I’m pretty sick and tired of making and breaking motor mounts for this thing.
Previously it was mentioned (or it should have been, anyway) that the bobble relocation bracket on the transmission got bent up in one of the last adventures in breakage. Apparently it wanted to mount to the firewall.
It probably shouldn’t look like thatNope. Definitely not right
After whacking it with a hammer for a bit and putting it in the 20-ton press, I was able to flatten it out a bit.
Mostly flat. Just like Earth! (er, wait…)
A little bit of welding and some more hammering and I was left with this:
That’s more like it!
Since that picture, I also hit it with the flappy wheel to clean it up, shot some primer and then a few coats of gloss black on it. I didn’t get a picture, but just imagine in your mind that the above picture shows a bracket that looks just like that, but shiny. And black. And shiny.
To complete the bobble, I will need to pull the bottom section out and build a new strut. I’ve got a wide and sundry array of poly bushings that I think are for a Honda of some sort so I should be able to use those to cushion whatever I build. I’m thinking about some round tubing this time. Something to give it a little more strength.
In order to provide support for the engine’s up/down and rotational movement, it needs to be tied into the core support. The torque strut is fine for the street, and I’ll probably re-build it (again) and put it back on, but it’s held on with a single bolt that’s in shear. When the car is moving over very rough terrain, it’s just too much for that and it winds up breaking that bolt since it’s the only thing holding up the whole front weight of the engine. If all I had to worry about was the rotational force, I think it would be okay.
The problem with the stock FMM is that the engine-side of the bracket goes where the structural collar goes on the 2.4 turbo which would leave a gaping hole in the flywheel/clutch/bell housing area. The body-side of the FMM also interferes with the hot-side charge pipe as well as the block-to-bell housing bracket on the 2.4 Turbo. Fixing the interference with the air plumbing is easy enough – just grind off a bit of the steel on the side of the mount and the problem is solved. But there is absolutely no way that the body side of the mount will fit with that bracket.
My initial plan was to make a plate that would bolt to the offending bracket and then that plate would have some fingers to come down to the mount.
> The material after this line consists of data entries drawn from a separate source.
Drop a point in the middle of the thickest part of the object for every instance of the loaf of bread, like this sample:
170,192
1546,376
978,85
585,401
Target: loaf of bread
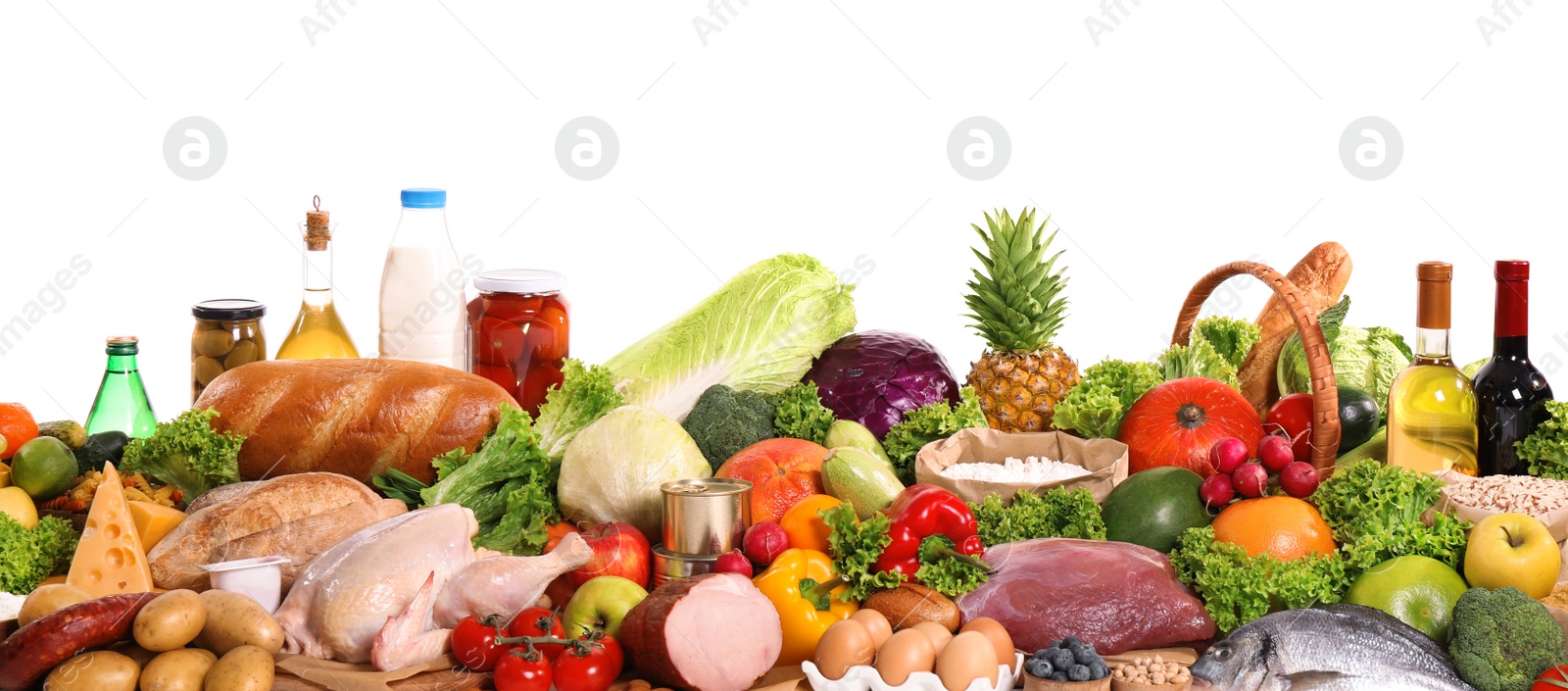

Now that I see the impossibility of that, I’ve started making a new bracket to replace the aluminum one that was in the way. I’ve got some bar stock that I’ve trimmed down and put bolt holes in to connect to the block. Next, I’ll need to add some angle to that for the two bolts that connect to the bell housing. That will give me the connection between the engine and the transmission that the bracket provides while not getting in the way of the collar.
Once I have that bracket made, I will attach some fingers that come down and will bolt to the center of the Prothane-insert-filled rubber mount. At that point, I should have a mount that is mostly in tension held in to the block and transmission with 5 bolts. The bracket will also be rocked forward along with the engine so that the forces are directed at least a little bit inward towards the block instead of straight up on the welds that I’ll have to make.
With that mount in place, it should prevent the motor from moving up and down and the torque strut and bobble strut should only have to worry about providing resistance to rocking back and forth.
And they say “hope is not a plan”. Ha! It’s the only plan I’ve got!